Existing safeguards that could be applied to address these threat models e.g. OWASP prevention and mitigation strategies, estimating their potential effectiveness, weaknesses and potential for subversion.
Critical safeguard gaps, identifying areas where new control mechanisms are required (serving as candidates for blue teams to develop control protocols via control evaluations, as introduced by Redwood Research).
Our aim is for this project to accelerate the AI control research agenda by making it faster to AI Safety researchers to understand the most critical threats to agentic AI use cases, where gaps exist against existing safeguards, and which existing safeguards would likely be most vulnerable to subversion.
We will publish our findings, release open-source code, and engage with the broader AI safety community to drive adoption.
This funding will directly support:
Technical R&D: Designing, developing, and testing the risk and threat modeling methodology and mechanism to run this against agentic AI use cases.
Empirical validation: Running case studies on real-world agentic AI use cases to test the methodology’s effectiveness.
Publication and dissemination: Producing a research paper, a LessWrong blog post, and making the codebase openly available to AI safety researchers.
This funding will lay the foundation for future work, for us and other AI Safety researchers to conduct targeted control evaluations, and develop new control mechanisms resistant to agent subversion.
Francesca has over 10 years of experience in operational and technology risk management, including her role as Head of Operational Risk at Tandem, a digital bank. She holds a BSc in Artificial Intelligence and an MSc in Human-Centered Computer Systems (Sussex University, UK). Francesca co-authored research on Safety Cases for Frontier AI with Arcadia Impact, published in December 2024, contributing to the AI safety space. She is interested in the threat model of losing control to AI and has published a project on ‘A Monte Carlo Simulation for estimating the risk of loss of control to AI’, and in the summer worked on a game built using the ArcWeave platform for people to explore choices and power structures in a world shaped by advanced Artificial Intelligence technologies.

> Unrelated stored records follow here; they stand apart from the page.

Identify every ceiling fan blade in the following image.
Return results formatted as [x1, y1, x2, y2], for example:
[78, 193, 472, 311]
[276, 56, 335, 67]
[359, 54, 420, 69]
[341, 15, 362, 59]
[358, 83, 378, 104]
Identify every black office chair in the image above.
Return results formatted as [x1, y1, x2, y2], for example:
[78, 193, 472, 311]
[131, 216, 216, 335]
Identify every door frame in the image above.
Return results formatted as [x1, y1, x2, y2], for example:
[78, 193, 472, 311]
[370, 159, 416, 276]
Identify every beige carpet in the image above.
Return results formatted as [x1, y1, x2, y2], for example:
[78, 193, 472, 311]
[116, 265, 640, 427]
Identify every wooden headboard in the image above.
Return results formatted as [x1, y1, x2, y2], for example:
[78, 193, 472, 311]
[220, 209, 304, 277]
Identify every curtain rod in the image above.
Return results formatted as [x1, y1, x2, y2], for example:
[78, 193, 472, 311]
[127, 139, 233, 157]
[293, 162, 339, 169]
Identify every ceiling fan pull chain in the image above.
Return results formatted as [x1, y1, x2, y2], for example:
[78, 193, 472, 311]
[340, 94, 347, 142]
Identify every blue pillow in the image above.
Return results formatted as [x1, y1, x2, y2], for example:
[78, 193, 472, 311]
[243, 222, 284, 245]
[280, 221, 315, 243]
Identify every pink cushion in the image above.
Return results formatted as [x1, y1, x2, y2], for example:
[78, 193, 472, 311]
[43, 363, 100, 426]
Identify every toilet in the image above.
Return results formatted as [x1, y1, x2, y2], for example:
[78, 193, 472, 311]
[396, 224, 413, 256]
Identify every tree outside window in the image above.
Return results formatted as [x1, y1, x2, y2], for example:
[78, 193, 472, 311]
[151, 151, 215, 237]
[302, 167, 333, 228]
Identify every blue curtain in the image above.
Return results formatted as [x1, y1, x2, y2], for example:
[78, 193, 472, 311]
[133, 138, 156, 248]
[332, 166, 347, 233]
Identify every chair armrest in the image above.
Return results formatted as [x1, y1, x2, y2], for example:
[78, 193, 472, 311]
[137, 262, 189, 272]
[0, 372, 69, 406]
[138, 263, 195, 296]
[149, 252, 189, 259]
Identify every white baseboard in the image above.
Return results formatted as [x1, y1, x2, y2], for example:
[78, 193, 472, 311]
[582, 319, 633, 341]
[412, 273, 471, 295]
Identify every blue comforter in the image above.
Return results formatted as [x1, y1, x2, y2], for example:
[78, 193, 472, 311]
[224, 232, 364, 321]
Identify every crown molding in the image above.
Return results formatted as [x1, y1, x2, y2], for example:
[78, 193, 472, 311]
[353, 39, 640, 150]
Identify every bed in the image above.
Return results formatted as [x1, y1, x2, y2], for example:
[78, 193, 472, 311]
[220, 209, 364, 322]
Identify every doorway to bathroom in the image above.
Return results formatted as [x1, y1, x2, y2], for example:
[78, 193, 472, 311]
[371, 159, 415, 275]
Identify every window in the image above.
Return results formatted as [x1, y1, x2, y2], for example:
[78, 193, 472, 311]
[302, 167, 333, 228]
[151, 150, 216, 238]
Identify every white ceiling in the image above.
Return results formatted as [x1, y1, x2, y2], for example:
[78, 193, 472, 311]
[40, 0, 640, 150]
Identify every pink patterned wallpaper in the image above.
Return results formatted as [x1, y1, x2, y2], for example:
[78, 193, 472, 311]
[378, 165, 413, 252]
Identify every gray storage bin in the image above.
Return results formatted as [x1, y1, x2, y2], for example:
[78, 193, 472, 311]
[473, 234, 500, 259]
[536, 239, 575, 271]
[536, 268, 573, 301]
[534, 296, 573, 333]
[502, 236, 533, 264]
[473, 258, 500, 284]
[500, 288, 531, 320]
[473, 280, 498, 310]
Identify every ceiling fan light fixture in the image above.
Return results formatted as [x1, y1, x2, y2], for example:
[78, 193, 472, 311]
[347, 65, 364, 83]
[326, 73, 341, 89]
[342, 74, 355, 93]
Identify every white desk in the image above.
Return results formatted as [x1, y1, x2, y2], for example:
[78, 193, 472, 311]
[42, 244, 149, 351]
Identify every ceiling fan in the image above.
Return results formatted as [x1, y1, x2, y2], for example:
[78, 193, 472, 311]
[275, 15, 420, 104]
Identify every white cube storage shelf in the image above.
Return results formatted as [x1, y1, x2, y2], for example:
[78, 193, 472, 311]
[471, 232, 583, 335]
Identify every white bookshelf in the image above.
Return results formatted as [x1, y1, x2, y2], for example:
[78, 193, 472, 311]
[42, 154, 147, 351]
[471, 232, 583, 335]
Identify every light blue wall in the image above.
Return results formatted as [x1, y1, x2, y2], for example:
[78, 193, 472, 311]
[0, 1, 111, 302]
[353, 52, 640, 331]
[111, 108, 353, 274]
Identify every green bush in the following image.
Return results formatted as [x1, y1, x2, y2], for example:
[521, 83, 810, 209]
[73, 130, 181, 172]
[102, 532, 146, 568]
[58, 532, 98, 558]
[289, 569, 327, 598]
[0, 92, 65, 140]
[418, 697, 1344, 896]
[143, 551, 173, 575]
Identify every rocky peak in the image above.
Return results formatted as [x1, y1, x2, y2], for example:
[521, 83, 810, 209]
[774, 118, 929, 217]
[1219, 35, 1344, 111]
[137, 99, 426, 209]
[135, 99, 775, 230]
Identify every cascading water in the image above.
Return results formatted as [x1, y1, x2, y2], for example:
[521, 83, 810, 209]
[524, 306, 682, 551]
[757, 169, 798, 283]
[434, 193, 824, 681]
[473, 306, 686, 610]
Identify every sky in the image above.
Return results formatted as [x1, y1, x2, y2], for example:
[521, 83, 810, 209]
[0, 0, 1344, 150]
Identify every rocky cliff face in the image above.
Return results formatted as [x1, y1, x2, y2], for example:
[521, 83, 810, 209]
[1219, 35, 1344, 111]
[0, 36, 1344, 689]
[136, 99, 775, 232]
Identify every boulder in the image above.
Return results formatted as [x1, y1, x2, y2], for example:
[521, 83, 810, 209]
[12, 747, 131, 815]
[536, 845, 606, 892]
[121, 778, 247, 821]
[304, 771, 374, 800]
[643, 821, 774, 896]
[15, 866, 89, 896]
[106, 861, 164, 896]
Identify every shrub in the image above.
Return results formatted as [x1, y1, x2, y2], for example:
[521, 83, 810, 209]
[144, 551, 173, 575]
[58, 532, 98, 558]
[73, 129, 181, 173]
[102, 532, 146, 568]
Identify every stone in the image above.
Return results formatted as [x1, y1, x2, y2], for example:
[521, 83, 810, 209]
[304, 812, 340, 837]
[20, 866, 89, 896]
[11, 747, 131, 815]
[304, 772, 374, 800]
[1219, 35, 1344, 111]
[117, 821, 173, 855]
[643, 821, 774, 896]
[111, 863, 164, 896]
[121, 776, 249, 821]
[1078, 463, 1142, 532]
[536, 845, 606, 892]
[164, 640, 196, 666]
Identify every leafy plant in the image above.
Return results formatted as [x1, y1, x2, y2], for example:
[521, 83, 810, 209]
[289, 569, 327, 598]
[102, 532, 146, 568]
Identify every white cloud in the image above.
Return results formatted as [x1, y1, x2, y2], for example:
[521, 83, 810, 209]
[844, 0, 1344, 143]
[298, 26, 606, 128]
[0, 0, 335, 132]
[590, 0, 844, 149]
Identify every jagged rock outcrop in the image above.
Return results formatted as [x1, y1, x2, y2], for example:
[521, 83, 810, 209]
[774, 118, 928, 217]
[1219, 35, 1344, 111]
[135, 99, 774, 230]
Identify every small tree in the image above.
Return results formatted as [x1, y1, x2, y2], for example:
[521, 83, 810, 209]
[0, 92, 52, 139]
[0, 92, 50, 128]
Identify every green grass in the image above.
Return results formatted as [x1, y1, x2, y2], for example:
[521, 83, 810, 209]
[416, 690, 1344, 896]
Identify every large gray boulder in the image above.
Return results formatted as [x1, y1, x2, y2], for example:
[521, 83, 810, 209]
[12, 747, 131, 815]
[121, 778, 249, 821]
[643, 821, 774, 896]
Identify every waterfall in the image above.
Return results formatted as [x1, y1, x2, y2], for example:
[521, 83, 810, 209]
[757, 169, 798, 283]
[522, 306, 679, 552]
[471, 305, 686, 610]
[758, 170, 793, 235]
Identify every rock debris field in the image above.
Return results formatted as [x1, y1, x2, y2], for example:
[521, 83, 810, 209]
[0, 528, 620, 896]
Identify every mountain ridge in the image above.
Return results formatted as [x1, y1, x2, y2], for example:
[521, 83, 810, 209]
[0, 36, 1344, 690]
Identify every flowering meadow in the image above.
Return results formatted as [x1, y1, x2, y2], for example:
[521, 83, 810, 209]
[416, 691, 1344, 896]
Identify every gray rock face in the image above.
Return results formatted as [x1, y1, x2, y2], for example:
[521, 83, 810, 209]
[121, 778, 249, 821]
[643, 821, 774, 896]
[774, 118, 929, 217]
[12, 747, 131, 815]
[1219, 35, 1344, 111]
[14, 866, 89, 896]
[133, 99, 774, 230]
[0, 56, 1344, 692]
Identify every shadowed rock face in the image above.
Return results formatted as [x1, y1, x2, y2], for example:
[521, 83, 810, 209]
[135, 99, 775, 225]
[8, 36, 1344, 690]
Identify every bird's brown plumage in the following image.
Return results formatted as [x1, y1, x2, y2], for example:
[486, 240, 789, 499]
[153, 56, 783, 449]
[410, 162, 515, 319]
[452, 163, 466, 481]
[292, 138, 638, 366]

Seb has 15+ years of software engineering experience, including developing risk monitoring systems for financial institutions like JP Morgan and HSBC. Additionally, he has 4 years of product management experience at Silicon Valley startups, combining technical expertise with strategic execution. He has led teams of 20+ software engineers on complex systems developments.
Seb and Francesca previously co-founded a fintech company, which participated in the Techstars and Barclays Accelerator programs.
We believe the most likely causes of this project failing are:
It proves unfeasible to develop a methodology that is effective for all agentic AI use cases i.e. it does not fully account for specific deployment scenarios, such as multi-agent systems or highly open-ended environments where an agent operates with significant autonomy across a broad range of domains.
Lack of adoption, if AI safety researchers and the broader community does not engage with or apply our methodology.
If the project fails we expect the outcomes to be:
Gaps in existing control mechanisms for agentic AI systems are more likely to go unnoticed, increasing systemic AI risks, particularly in high-autonomy and multi-agent deployment scenarios.
Slower iterative testing and development of AI control protocols, plus a reduced ability to prioritise the most critical areas where safeguards are lacking.
5,000 from a private donor which has allowed us to start initial work on the design of the methodology.
Achieving our minimum funding allows us to develop the methodology for threat modelling but limits our ability to develop a technical means of running this. Full funding allows us to deliver the set of deliverables outlined above.
Romain Deléglise
5 days ago
I hope you'll have enough money to launch your project, it looks promising!